All of a sudden, two companies that had split ways and failed to gain much momentum on their own had joined up into what was, in retrospect, a spectacular union.

With Jobs at the helm, Apple kicked off a decade of crawling back into relevance. It simplified its product lineup and began building computers with a clear purpose and an artful, considered design.

Half way through its decade of resurgence, it introduced iPod, a new profit engine that proved the value of matching great design with great technology. Apple had never been more profitable — and now even sported the beginnings of a retail chain of storefronts to show off its products.

In 2006, by the end of that decade of resurgence, Apple was broadly predicted to be disrupted from all angles.
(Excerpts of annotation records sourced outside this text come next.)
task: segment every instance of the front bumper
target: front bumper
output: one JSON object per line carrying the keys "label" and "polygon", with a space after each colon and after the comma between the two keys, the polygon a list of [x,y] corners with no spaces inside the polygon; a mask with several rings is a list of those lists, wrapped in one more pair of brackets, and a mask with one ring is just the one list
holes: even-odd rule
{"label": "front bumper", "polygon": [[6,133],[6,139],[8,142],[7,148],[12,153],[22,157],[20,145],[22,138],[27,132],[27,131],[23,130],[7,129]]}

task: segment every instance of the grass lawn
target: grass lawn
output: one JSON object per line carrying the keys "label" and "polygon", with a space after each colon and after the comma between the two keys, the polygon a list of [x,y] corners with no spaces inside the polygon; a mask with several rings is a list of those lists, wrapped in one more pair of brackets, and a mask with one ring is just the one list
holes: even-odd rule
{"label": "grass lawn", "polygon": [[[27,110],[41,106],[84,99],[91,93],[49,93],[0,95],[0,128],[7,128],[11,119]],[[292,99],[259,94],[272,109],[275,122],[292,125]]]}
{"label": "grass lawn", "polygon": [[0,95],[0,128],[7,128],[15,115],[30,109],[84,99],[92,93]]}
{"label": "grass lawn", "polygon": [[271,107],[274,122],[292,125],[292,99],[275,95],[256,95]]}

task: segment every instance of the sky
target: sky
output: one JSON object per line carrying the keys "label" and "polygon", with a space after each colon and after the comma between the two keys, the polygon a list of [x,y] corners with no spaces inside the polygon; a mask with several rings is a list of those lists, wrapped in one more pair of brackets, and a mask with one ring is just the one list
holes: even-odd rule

Its iPod business was supposed to be overrun by commodity feature-phones playing MP3s and its Macs were supposed to be takeover by low cost netbooks running Windows or Linux.

I suggested what I thought Apple could do next that summer, imagining a full screen iPod with a virtual thumb keypad for messaging, emails and browsing the web, with the ability to take videos, journal notes and play back movies.

I got a lot of the details wrong, but most striking was my belief that it probably wouldn't be a phone. I based that mostly on the strident control of mobile carriers, who at the time blocked many technologies they saw as threats to their business model.

However, it was the culmination of Apple's decades of aligning the stars that broke past what I saw as an impenetrable barrier. By 2006 the Mac had gained new clout in standing out from Windows in the minds of customers. Apple had gained a platinum reputation with iPods. The new Intel MacBooks had proven the company could adapt rapidly. Much of this was due to the Mac's deep roots in advanced NeXT technologies.

The new iPhone, too, would benefit from NeXT. It was born with solid development frameworks that helped make rock-solid mobile versions of Apple's desktop Mac apps, from Safari to Mail. iPhone also benefitted greatly from Apple's experience in building solid mobile devices, both with iPods and MacBooks.

Critics first suggested major problems would erupt for iPhone, complaining that it had too high of a price while predicting that other companies would copy all of its features quickly. They were wrong. Despite many copies, Apple kept skating into the lead using superior design, smarter software and better security.

Even today, ten years after Apple shifted how we use phones and mobile computers, there remains a myth that a single person or small group can put together a device that will replicate what the iPhone did. That continues to be very unlikely because the iPhone wasn't a simple new device but the intersection of a large number of advantageous positions Apple had erected over many years.

The way it took off and maintained its trajectory in such an obvious way (in hindsight) is embarrassing to all of us who tried to predict what was happening— particularly so to all who worked so hard to denigrate Apple's efforts, vilify Steve Jobs and boost its competitors.

Perhaps the iPhone's greatest success was proving wrong all of those people who wrote giddy articles predicting Apple's ruin, or creating fictions of how rivals would fall into success simply by throwing out their own product— perhaps even just a cheaper knockoff.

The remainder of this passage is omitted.